The interest rate on government debt is indeed slightly lower than good guesses of the economys growth rate, as sadly low as the latter is, so that if we roll over debt with no additional deficits, the debt to GDP ratio will slowly decline and the US can indeed run this slow-rolling Ponzi scheme.
But how long will this happy circumstance of ultra-low interest rates continue? More to the point, how scaleable is this opportunity?
(Excerpt) Read more at johnhcochrane.blogspot.com ...
Find yourself a country with low debt and move there.
I prefer the country that focuses on economic growth.
“Find yourself a country with low debt and move there.
I prefer the country that focuses on economic growth.”
Government spending that crowds out private investment is not good for economic growth.

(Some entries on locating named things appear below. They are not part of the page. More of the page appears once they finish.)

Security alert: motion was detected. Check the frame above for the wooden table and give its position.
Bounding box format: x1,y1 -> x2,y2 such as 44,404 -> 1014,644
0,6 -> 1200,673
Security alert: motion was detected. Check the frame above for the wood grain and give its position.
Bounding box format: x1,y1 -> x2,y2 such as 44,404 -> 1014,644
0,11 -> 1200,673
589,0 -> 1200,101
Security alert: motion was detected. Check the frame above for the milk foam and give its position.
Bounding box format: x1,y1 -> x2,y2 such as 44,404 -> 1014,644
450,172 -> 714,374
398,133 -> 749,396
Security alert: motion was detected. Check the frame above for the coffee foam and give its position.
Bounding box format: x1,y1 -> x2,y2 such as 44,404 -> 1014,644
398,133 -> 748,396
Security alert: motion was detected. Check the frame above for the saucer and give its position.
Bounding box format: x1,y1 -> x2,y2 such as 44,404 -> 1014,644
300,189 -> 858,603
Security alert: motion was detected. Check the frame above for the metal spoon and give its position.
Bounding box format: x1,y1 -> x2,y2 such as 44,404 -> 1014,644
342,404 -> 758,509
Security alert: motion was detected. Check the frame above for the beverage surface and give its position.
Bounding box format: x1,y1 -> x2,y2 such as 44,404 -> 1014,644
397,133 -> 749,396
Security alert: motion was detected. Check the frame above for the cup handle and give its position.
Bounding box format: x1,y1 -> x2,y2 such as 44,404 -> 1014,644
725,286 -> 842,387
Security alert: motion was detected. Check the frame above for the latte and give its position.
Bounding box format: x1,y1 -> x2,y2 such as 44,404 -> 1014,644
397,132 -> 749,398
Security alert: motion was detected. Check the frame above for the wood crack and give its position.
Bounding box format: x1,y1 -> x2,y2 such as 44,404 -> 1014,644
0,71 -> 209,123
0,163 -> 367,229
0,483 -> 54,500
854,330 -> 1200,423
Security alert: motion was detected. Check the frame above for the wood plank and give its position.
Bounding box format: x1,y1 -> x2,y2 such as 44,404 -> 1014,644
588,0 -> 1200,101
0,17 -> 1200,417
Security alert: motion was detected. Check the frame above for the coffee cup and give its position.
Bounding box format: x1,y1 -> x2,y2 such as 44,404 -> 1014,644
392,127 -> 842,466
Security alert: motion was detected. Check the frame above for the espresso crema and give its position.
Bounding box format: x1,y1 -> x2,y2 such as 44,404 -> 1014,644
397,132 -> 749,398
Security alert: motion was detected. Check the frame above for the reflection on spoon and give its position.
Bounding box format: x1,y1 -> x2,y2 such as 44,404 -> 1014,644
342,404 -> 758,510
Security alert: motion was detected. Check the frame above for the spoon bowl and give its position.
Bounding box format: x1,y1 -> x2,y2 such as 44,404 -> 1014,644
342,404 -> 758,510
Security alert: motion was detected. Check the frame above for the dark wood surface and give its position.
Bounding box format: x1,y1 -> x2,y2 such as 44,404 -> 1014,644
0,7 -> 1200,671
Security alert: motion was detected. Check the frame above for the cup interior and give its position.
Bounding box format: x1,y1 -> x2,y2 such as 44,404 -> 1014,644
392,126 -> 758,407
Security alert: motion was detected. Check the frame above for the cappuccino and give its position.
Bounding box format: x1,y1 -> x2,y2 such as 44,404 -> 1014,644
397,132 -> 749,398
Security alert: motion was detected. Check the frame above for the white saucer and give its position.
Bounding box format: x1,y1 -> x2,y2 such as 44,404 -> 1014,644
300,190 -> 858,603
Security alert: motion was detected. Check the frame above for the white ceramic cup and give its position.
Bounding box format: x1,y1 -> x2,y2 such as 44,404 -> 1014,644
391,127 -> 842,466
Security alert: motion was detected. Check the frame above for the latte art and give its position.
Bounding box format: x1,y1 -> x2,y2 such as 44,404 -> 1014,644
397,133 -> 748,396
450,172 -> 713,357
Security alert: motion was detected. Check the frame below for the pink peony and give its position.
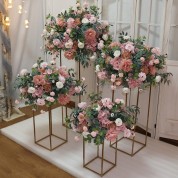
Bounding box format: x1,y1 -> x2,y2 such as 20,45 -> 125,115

Economic growth and investment are doing great when corrected for the China virus and the Federal Reserve inverting the yield curve (before the China virus).
The size of the National Debt will be a REAL problem for who ever wins the election. It will be all UPHILL, and not anything easy, to take candy away from spoiled brats. There are UNIVERSAL laws, that can’t be broken. What goes UP, must eventually down, no matter what they teach in the classrooom. If they tell you water boils at 290 degrees now, don’t believe them, or that it freezes at 12 degrees farenheit. Somethings NEVER change.
Of course the debt matters.
I’m reminded of that every month when the bills come due.
The last 6 trillion we received was practically zero interest, since we only pay interest wouldnt this be a good deal for now at least?
If Dems get the whole enchilada, then forget that. Well be another 10 trillion in debt by 2024.
Abject ignorance! No body can borrow their way to prosperity. Not even the USA! If you can, then why is anyone or country poor?